American educational technology company

Futurekids, Inc. is a privately held K-12 educational software company headquartered in El Segundo, California, which focuses on technological literacy and computer literacy.

== History ==
The company was founded in 1983. It offered professional development programs and K-12 technology curriculum in schools in 65 countries. It focuses on the integration of technology and the use of computers in the educational process.

In 2008, the Software and Information Industry Association (SIIA) selected Futurekids' Real Journeys in Technology curriculum as a 2008 Codie awards finalist among educational software in the best instructional solution in other curriculum areas category.

Futurekids has been awarded contracts for their educational products by the state of Michigan and Pennsylvania.

In 2004, Platinum Television Group selected Futurekids for a segment on Today's Family, a series that celebrates successful parenting solutions,

In 2005, Futurekids worked with Intel Corporation and other technology and national youth organizations in creating the Partnership for 21st Century Skills, an advocacy organization for positioning computer skills at the center of U.S. K-12. In November 2007, the Partnership for 21st Century Skills launched Route 21, an online, one-stop shop for 21st-century skills-related information, resources and tools.
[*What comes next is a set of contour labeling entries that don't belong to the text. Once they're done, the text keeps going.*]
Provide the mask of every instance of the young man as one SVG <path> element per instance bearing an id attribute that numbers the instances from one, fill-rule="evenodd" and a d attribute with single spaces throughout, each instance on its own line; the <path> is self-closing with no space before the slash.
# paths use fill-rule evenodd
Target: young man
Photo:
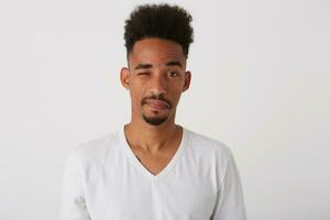
<path id="1" fill-rule="evenodd" d="M 193 42 L 191 16 L 168 4 L 138 7 L 125 22 L 131 122 L 68 156 L 62 220 L 246 220 L 231 150 L 175 124 Z"/>

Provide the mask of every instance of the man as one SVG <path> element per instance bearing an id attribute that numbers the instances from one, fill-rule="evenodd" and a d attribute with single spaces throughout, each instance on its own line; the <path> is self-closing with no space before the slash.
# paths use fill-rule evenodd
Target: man
<path id="1" fill-rule="evenodd" d="M 246 220 L 228 146 L 175 124 L 193 42 L 191 16 L 168 4 L 138 7 L 125 22 L 131 122 L 68 156 L 62 220 Z"/>

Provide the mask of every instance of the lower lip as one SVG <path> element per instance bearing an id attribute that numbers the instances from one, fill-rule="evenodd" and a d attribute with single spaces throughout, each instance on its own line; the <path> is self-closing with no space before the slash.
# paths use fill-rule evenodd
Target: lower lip
<path id="1" fill-rule="evenodd" d="M 154 105 L 154 103 L 147 102 L 146 106 L 148 106 L 150 108 L 155 109 L 155 110 L 167 109 L 167 107 L 165 105 Z"/>

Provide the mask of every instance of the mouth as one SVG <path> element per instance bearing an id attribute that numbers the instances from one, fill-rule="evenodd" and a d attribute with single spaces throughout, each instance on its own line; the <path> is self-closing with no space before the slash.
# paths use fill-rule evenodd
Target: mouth
<path id="1" fill-rule="evenodd" d="M 156 100 L 156 99 L 148 99 L 145 101 L 145 105 L 152 108 L 153 110 L 165 110 L 169 109 L 169 106 L 162 100 Z"/>

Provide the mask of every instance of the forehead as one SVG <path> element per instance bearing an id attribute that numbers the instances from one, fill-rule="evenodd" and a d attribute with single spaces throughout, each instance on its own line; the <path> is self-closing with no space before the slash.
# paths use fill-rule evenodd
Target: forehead
<path id="1" fill-rule="evenodd" d="M 168 62 L 186 64 L 182 46 L 173 41 L 161 38 L 144 38 L 138 41 L 129 54 L 129 65 L 148 63 L 164 65 Z"/>

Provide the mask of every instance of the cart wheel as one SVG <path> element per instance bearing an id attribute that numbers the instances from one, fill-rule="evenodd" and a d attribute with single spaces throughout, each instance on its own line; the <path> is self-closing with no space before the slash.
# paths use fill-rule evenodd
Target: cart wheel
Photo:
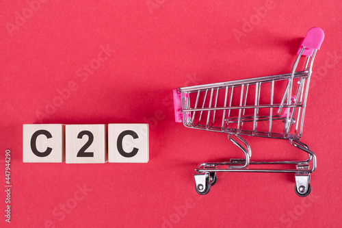
<path id="1" fill-rule="evenodd" d="M 196 186 L 195 184 L 195 190 L 197 192 L 197 193 L 198 193 L 199 194 L 206 194 L 207 193 L 208 193 L 210 191 L 210 189 L 211 188 L 211 185 L 210 184 L 208 180 L 205 181 L 205 185 L 207 186 L 205 187 L 205 189 L 203 190 L 201 190 L 201 188 L 204 188 L 202 184 L 199 184 L 198 186 Z M 200 192 L 200 190 L 202 191 Z"/>
<path id="2" fill-rule="evenodd" d="M 295 184 L 295 194 L 297 194 L 298 196 L 300 196 L 301 197 L 307 197 L 307 196 L 308 196 L 308 194 L 310 194 L 310 192 L 311 192 L 311 186 L 309 183 L 308 186 L 308 190 L 307 190 L 307 192 L 306 193 L 304 193 L 304 194 L 302 194 L 300 192 L 298 192 L 298 191 L 297 190 L 297 185 Z"/>
<path id="3" fill-rule="evenodd" d="M 210 183 L 211 185 L 211 186 L 215 186 L 215 184 L 218 181 L 218 176 L 216 176 L 216 173 L 211 173 L 209 178 L 210 178 L 210 181 L 211 182 Z"/>

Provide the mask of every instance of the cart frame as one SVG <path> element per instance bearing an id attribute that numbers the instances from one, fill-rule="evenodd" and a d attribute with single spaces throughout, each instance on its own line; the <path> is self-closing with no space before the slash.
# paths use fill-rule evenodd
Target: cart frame
<path id="1" fill-rule="evenodd" d="M 297 53 L 298 57 L 291 73 L 231 81 L 206 85 L 180 88 L 174 90 L 174 102 L 176 122 L 183 122 L 189 128 L 228 134 L 228 139 L 240 149 L 244 159 L 231 159 L 227 162 L 206 162 L 195 169 L 195 189 L 200 194 L 208 193 L 211 186 L 216 183 L 216 173 L 258 172 L 295 173 L 295 192 L 300 197 L 310 194 L 311 173 L 316 169 L 316 156 L 308 147 L 299 141 L 302 137 L 305 109 L 312 74 L 313 61 L 317 49 L 324 38 L 323 31 L 318 27 L 311 28 L 302 40 Z M 302 57 L 306 57 L 304 70 L 296 71 Z M 297 80 L 297 84 L 294 81 Z M 286 88 L 279 103 L 274 103 L 275 84 L 287 81 Z M 261 85 L 267 84 L 269 101 L 261 101 Z M 294 87 L 295 92 L 292 94 Z M 248 94 L 251 88 L 254 90 L 254 103 L 248 104 Z M 232 105 L 235 90 L 238 89 L 238 104 Z M 223 105 L 219 105 L 219 94 L 224 98 Z M 196 101 L 191 102 L 190 97 L 196 94 Z M 224 95 L 223 95 L 224 94 Z M 201 102 L 201 100 L 202 101 Z M 202 105 L 201 105 L 202 104 Z M 283 110 L 282 114 L 280 114 Z M 259 114 L 259 110 L 266 110 L 268 114 Z M 233 111 L 235 110 L 235 111 Z M 252 112 L 246 114 L 246 111 Z M 277 114 L 274 114 L 274 111 Z M 237 112 L 237 116 L 231 116 Z M 220 112 L 220 120 L 218 113 Z M 207 117 L 207 118 L 204 118 Z M 258 122 L 268 123 L 268 131 L 259 130 Z M 244 129 L 248 123 L 252 123 L 252 128 Z M 272 123 L 284 125 L 282 132 L 274 132 Z M 235 127 L 231 127 L 233 125 Z M 252 162 L 252 151 L 248 143 L 241 135 L 288 140 L 291 144 L 308 155 L 308 158 L 300 161 Z M 310 166 L 310 163 L 311 165 Z M 252 165 L 294 164 L 296 168 L 250 168 Z"/>

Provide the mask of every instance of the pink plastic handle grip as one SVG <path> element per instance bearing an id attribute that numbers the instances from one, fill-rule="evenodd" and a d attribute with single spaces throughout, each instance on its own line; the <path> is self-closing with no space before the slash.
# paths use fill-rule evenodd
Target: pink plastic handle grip
<path id="1" fill-rule="evenodd" d="M 319 49 L 321 45 L 324 40 L 324 32 L 318 27 L 313 27 L 308 29 L 306 36 L 302 40 L 297 55 L 300 53 L 300 51 L 305 47 L 302 55 L 312 56 L 314 49 Z"/>
<path id="2" fill-rule="evenodd" d="M 173 105 L 174 107 L 174 121 L 176 123 L 183 122 L 183 114 L 180 110 L 182 109 L 182 96 L 177 90 L 173 90 Z"/>

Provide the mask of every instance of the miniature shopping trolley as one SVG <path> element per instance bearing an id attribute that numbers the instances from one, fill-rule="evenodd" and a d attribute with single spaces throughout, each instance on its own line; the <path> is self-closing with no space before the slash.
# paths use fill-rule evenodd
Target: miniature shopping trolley
<path id="1" fill-rule="evenodd" d="M 174 90 L 176 122 L 190 128 L 228 134 L 228 139 L 244 154 L 227 162 L 202 163 L 195 170 L 195 189 L 208 193 L 219 172 L 295 173 L 295 192 L 309 194 L 310 175 L 316 168 L 316 156 L 300 142 L 310 78 L 315 56 L 324 38 L 319 27 L 308 30 L 297 53 L 291 73 L 241 79 Z M 304 57 L 302 58 L 302 57 Z M 301 60 L 304 59 L 303 61 Z M 304 66 L 297 71 L 300 64 Z M 306 153 L 300 161 L 252 162 L 251 149 L 241 136 L 288 140 Z M 252 165 L 292 164 L 296 168 L 252 168 Z"/>

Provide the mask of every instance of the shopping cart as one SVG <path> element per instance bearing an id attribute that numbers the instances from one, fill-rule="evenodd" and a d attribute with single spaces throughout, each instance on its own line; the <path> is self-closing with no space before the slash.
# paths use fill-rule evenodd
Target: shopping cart
<path id="1" fill-rule="evenodd" d="M 320 28 L 308 30 L 291 73 L 174 90 L 176 122 L 183 122 L 190 128 L 228 134 L 228 138 L 244 154 L 244 159 L 200 164 L 194 175 L 198 194 L 209 192 L 219 172 L 292 173 L 295 173 L 295 193 L 300 197 L 310 194 L 310 175 L 316 168 L 316 156 L 299 140 L 313 60 L 324 38 Z M 301 57 L 305 57 L 303 62 L 300 62 Z M 296 71 L 299 64 L 304 66 L 302 71 Z M 278 94 L 275 88 L 285 92 Z M 289 140 L 291 144 L 306 153 L 308 158 L 252 162 L 250 147 L 241 135 Z M 274 164 L 293 164 L 296 168 L 250 168 L 251 165 Z"/>

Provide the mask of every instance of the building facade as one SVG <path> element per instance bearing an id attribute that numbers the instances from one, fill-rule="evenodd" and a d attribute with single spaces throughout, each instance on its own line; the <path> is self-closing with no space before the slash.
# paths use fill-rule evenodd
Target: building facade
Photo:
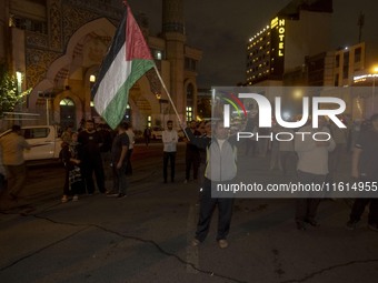
<path id="1" fill-rule="evenodd" d="M 40 113 L 41 123 L 49 120 L 62 125 L 97 117 L 90 88 L 123 14 L 121 2 L 6 0 L 0 59 L 22 74 L 23 89 L 31 88 L 22 111 Z M 162 30 L 156 37 L 149 34 L 146 16 L 135 17 L 185 121 L 197 114 L 196 78 L 202 53 L 186 44 L 182 0 L 163 0 L 162 8 Z M 135 129 L 177 121 L 153 70 L 133 85 L 128 103 L 126 119 Z"/>
<path id="2" fill-rule="evenodd" d="M 281 9 L 249 39 L 247 84 L 277 85 L 305 57 L 329 50 L 331 12 L 332 1 L 325 0 L 294 0 Z"/>

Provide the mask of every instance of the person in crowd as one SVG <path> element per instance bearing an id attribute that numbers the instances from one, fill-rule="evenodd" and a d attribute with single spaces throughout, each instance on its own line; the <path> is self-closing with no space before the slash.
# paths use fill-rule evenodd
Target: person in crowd
<path id="1" fill-rule="evenodd" d="M 253 118 L 251 115 L 251 113 L 248 113 L 248 119 L 247 119 L 247 124 L 246 124 L 245 131 L 255 134 L 258 130 L 257 124 L 258 124 L 257 118 Z M 257 153 L 256 137 L 252 137 L 250 139 L 246 139 L 246 151 L 245 151 L 246 156 L 249 155 L 249 152 L 251 152 L 252 156 L 255 156 L 256 153 Z"/>
<path id="2" fill-rule="evenodd" d="M 345 119 L 341 119 L 345 120 Z M 338 173 L 338 168 L 340 166 L 340 161 L 342 156 L 347 154 L 347 145 L 348 145 L 348 130 L 337 127 L 335 123 L 329 124 L 329 130 L 335 140 L 336 146 L 332 152 L 329 153 L 329 174 L 327 180 L 329 182 L 334 182 L 336 174 Z"/>
<path id="3" fill-rule="evenodd" d="M 163 154 L 162 154 L 162 176 L 165 183 L 168 180 L 168 161 L 170 162 L 170 181 L 175 182 L 176 152 L 179 137 L 173 130 L 173 121 L 167 121 L 167 129 L 162 132 Z"/>
<path id="4" fill-rule="evenodd" d="M 71 143 L 71 137 L 72 137 L 72 125 L 68 125 L 63 133 L 61 134 L 62 142 L 66 142 L 68 144 Z"/>
<path id="5" fill-rule="evenodd" d="M 378 114 L 374 114 L 370 121 L 371 125 L 362 130 L 356 140 L 351 162 L 351 175 L 362 184 L 378 182 Z M 378 199 L 376 198 L 355 200 L 347 229 L 354 230 L 357 228 L 368 204 L 368 228 L 372 231 L 378 231 Z"/>
<path id="6" fill-rule="evenodd" d="M 100 133 L 96 131 L 92 120 L 86 121 L 86 130 L 79 133 L 79 143 L 82 145 L 83 150 L 82 169 L 86 179 L 87 193 L 89 195 L 94 193 L 93 172 L 99 191 L 105 193 L 105 173 L 100 151 L 102 139 Z"/>
<path id="7" fill-rule="evenodd" d="M 17 201 L 27 178 L 23 150 L 30 150 L 31 145 L 22 137 L 21 127 L 13 124 L 11 132 L 0 139 L 0 146 L 7 171 L 9 198 Z"/>
<path id="8" fill-rule="evenodd" d="M 190 131 L 195 135 L 200 135 L 200 132 L 197 130 L 197 123 L 195 120 L 190 121 Z M 186 178 L 185 183 L 188 183 L 190 180 L 190 169 L 193 168 L 193 180 L 197 181 L 198 178 L 198 168 L 200 162 L 200 154 L 198 148 L 192 144 L 190 141 L 187 141 L 187 150 L 186 150 Z"/>
<path id="9" fill-rule="evenodd" d="M 115 195 L 117 198 L 127 196 L 127 152 L 129 150 L 130 141 L 127 134 L 129 125 L 127 122 L 122 122 L 117 128 L 117 135 L 113 139 L 111 145 L 111 161 L 113 170 L 113 188 L 112 192 L 108 195 Z"/>
<path id="10" fill-rule="evenodd" d="M 151 129 L 148 125 L 146 127 L 143 131 L 143 137 L 145 137 L 146 146 L 148 146 L 151 140 Z"/>
<path id="11" fill-rule="evenodd" d="M 217 186 L 219 183 L 235 180 L 237 175 L 236 138 L 229 137 L 229 131 L 225 128 L 222 120 L 216 122 L 212 139 L 209 137 L 196 137 L 189 128 L 185 131 L 191 143 L 198 148 L 206 149 L 208 156 L 197 232 L 191 244 L 192 246 L 198 246 L 205 241 L 210 229 L 213 210 L 218 206 L 217 242 L 220 249 L 226 249 L 229 245 L 227 235 L 230 231 L 233 198 L 213 198 L 211 195 L 211 185 Z"/>
<path id="12" fill-rule="evenodd" d="M 211 121 L 202 121 L 198 125 L 197 130 L 200 132 L 200 137 L 211 139 Z M 205 181 L 205 170 L 206 170 L 206 149 L 198 148 L 199 151 L 199 169 L 198 169 L 198 183 L 199 183 L 199 192 L 198 192 L 198 202 L 200 203 L 202 195 L 202 184 Z"/>
<path id="13" fill-rule="evenodd" d="M 2 164 L 2 150 L 0 146 L 0 194 L 6 189 L 6 179 L 7 179 L 7 173 L 6 173 L 6 168 Z"/>
<path id="14" fill-rule="evenodd" d="M 327 132 L 327 121 L 319 117 L 318 128 L 315 129 L 310 123 L 299 129 L 299 132 L 310 134 L 297 134 L 295 138 L 295 150 L 298 154 L 297 174 L 298 181 L 302 184 L 321 184 L 328 174 L 328 153 L 335 149 L 335 141 L 329 138 L 327 141 L 316 141 L 312 139 L 316 132 Z M 322 137 L 326 140 L 327 137 Z M 298 230 L 306 230 L 307 224 L 318 226 L 316 220 L 317 210 L 320 203 L 319 193 L 300 195 L 296 201 L 296 223 Z"/>
<path id="15" fill-rule="evenodd" d="M 133 133 L 130 124 L 128 124 L 128 129 L 127 129 L 126 133 L 129 137 L 129 149 L 128 149 L 128 153 L 127 153 L 127 156 L 126 156 L 126 160 L 127 160 L 126 174 L 132 175 L 131 155 L 132 155 L 132 151 L 133 151 L 133 144 L 136 143 L 136 134 Z"/>
<path id="16" fill-rule="evenodd" d="M 285 129 L 285 132 L 288 132 L 295 135 L 295 131 L 292 129 Z M 297 153 L 295 152 L 294 148 L 294 140 L 291 141 L 279 141 L 278 142 L 279 149 L 279 161 L 280 168 L 282 170 L 284 175 L 296 174 L 297 169 Z"/>
<path id="17" fill-rule="evenodd" d="M 106 180 L 110 180 L 112 176 L 111 170 L 111 143 L 112 143 L 112 132 L 108 124 L 100 124 L 98 130 L 101 137 L 101 160 L 103 165 L 103 174 Z"/>
<path id="18" fill-rule="evenodd" d="M 273 124 L 272 124 L 272 133 L 273 133 L 273 137 L 276 137 L 276 134 L 281 130 L 280 125 L 273 121 Z M 282 166 L 281 166 L 281 161 L 279 159 L 279 141 L 273 139 L 270 143 L 270 170 L 282 170 Z"/>
<path id="19" fill-rule="evenodd" d="M 69 196 L 73 196 L 72 201 L 79 200 L 79 194 L 84 192 L 84 182 L 81 173 L 82 152 L 78 143 L 78 133 L 72 132 L 71 143 L 62 142 L 62 162 L 66 168 L 66 180 L 63 186 L 62 203 L 69 201 Z"/>

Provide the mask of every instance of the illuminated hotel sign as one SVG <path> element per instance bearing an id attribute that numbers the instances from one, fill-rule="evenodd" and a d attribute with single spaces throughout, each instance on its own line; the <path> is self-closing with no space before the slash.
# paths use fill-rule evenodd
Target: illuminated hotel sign
<path id="1" fill-rule="evenodd" d="M 277 54 L 278 57 L 284 57 L 284 50 L 285 50 L 285 19 L 278 19 L 276 17 L 275 19 L 271 20 L 270 22 L 270 28 L 277 30 L 278 34 L 278 51 Z"/>
<path id="2" fill-rule="evenodd" d="M 286 38 L 286 26 L 285 19 L 276 17 L 270 21 L 270 74 L 282 78 L 284 64 L 285 64 L 285 38 Z"/>

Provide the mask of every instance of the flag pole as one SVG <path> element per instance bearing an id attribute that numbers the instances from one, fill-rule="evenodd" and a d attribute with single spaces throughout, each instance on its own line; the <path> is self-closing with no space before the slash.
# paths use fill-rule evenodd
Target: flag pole
<path id="1" fill-rule="evenodd" d="M 158 75 L 158 78 L 159 78 L 159 81 L 160 81 L 162 88 L 165 89 L 165 91 L 166 91 L 166 93 L 167 93 L 167 95 L 168 95 L 168 100 L 169 100 L 169 102 L 171 103 L 171 105 L 172 105 L 172 108 L 173 108 L 173 111 L 175 111 L 175 113 L 176 113 L 176 115 L 177 115 L 177 119 L 179 120 L 179 124 L 180 124 L 180 128 L 182 129 L 182 132 L 185 133 L 185 135 L 187 137 L 187 139 L 190 141 L 190 139 L 189 139 L 187 132 L 186 132 L 185 129 L 183 129 L 182 121 L 181 121 L 181 119 L 180 119 L 179 113 L 177 112 L 177 109 L 176 109 L 176 107 L 175 107 L 175 103 L 173 103 L 173 101 L 172 101 L 172 98 L 170 97 L 169 91 L 168 91 L 168 89 L 167 89 L 167 87 L 166 87 L 166 83 L 165 83 L 165 81 L 162 80 L 162 78 L 161 78 L 161 75 L 160 75 L 160 72 L 159 72 L 158 68 L 156 67 L 156 64 L 153 65 L 153 69 L 155 69 L 156 73 L 157 73 L 157 75 Z"/>
<path id="2" fill-rule="evenodd" d="M 176 113 L 176 115 L 177 115 L 177 119 L 179 120 L 180 127 L 182 128 L 182 121 L 181 121 L 181 119 L 180 119 L 180 117 L 179 117 L 179 113 L 177 112 L 177 109 L 176 109 L 176 107 L 175 107 L 175 104 L 173 104 L 173 101 L 172 101 L 170 94 L 169 94 L 169 91 L 168 91 L 168 89 L 167 89 L 167 87 L 166 87 L 166 83 L 163 82 L 163 80 L 162 80 L 162 78 L 161 78 L 161 75 L 160 75 L 160 73 L 159 73 L 159 70 L 158 70 L 158 68 L 156 67 L 156 64 L 153 65 L 153 69 L 155 69 L 155 71 L 156 71 L 156 73 L 158 74 L 158 78 L 159 78 L 159 80 L 160 80 L 160 82 L 161 82 L 161 85 L 162 85 L 162 88 L 165 89 L 165 91 L 166 91 L 166 93 L 167 93 L 167 95 L 168 95 L 169 102 L 172 104 L 173 111 L 175 111 L 175 113 Z"/>

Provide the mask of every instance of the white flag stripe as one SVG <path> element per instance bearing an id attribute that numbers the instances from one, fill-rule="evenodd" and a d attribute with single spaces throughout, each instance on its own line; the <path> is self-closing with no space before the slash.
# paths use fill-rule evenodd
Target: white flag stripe
<path id="1" fill-rule="evenodd" d="M 97 95 L 94 97 L 94 108 L 100 115 L 102 115 L 103 111 L 116 97 L 120 87 L 130 75 L 131 63 L 131 61 L 126 61 L 125 43 L 110 64 L 97 90 Z"/>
In 2007, Futurekids expanded its innovative professional development program to more schools the "Classrooms for the Future" technology initiative in the state of Pennsylvania. The Classrooms for the Future initiative, believed to be the largest program of technology integration ever undertaken by a state, allocates $200 million in funding over a three-year period for laptop computers, software, printers, interactive electronic whiteboards, professional development, technology infrastructure, support and high-speed Internet access. Futurekids was tapped to provide some professional development services for the initiative.

Futurekids Inc. ceased operations on June 30, 2009. Franchises worldwide continue to offer the Futurekids curriculum, including but not limited to Futurekids Hong Kong.